As I was thinking about some of my pet peeves in early education settings and ranting about Walt Disney, it occurred to me that I am not being completely fair about allowing teachers to choose what they think is best for THEIR children and about encouraging eclecticism and elasticity in curricular options.
If you have a class full of boys* and girls who LOVE the Disney Princess dresses and the plastic Kardashian heels, certainly have them available – IF, and it is a BIG IF – there is still purposeful play and real learning involved in the experience of dressing in them.
My point on the Dress Up Center, is that the more raw and natural your props are for developing imagination and creativity, the better the learning will be. Imitation and Imagination are both excellent skills to develop, with imitation being slightly less ‘evolved’, but still as VITAL as imagination.

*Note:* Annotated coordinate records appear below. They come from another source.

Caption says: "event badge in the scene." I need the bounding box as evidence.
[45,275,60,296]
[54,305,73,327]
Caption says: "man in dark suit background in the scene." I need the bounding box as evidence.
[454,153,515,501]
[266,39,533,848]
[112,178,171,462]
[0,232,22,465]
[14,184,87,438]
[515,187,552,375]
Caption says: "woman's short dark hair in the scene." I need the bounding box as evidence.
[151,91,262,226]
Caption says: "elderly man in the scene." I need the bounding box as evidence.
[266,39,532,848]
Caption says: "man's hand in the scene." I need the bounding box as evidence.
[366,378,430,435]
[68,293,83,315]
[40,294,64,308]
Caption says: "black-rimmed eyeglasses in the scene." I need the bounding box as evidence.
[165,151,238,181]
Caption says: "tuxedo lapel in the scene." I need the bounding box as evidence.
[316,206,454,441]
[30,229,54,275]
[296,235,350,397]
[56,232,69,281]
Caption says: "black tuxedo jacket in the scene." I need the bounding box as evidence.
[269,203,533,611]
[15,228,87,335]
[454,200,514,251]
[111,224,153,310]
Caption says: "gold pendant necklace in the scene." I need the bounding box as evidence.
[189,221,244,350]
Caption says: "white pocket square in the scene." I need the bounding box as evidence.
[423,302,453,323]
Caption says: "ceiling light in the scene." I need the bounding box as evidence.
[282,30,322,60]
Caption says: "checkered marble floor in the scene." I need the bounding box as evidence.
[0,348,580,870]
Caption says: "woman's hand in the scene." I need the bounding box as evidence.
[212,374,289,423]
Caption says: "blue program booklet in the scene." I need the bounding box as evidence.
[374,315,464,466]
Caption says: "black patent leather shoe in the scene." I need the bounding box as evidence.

Also, no matter how we pushed in the 70’s for a sense of gender equality by seeing that girls played with blocks and trucks and boys got to dress up and work in the kitchen (STILL A GOOD IDEA, BY THE WAY!) we must understand and accept that due to natural human development plus environment, on the playground your boys will most often use sticks as weapons and girls will use them to build campfires to cook s’mores.
One year, Maria Pagnotta, an outstanding teacher I know, had a morning class of ALL boys (3’s and 4’s). She displayed all the regular props in her Home/Dress Up Center, including a child-size wooden ironing board and iron. NOT ONE of those little guys knew what the traditional use of that iron was. They used it to mash play dough, mimic a rocket launch into space, and hammer golf tees into the peg board. Maria, being the great teacher she was, let all of this occur). Now, the girls in the mixed gender, but same-aged class who used that same room in the afternoons, seemed to immediately realize the ‘normal’ use of the iron and they pressed their Cinderella gowns up a storm before heading to the ball to lose their glass slippers.
Use whatever creates the most and the most high-quality learning in your class. If your children like and CAN LEARN FROM store-bought plastic primary-colored props, use them. But, please try using more raw, natural, unmarked items so the children can use them to create their own ideas, change materials from one-use to multi-use, and not just imitate, but imagine and create.
*YES – PLEASE let the boys wear the dresses and the heels if they want to! Tell their daddies to relax. This is how we all learn who we are and what makes us feel comfortable and happy.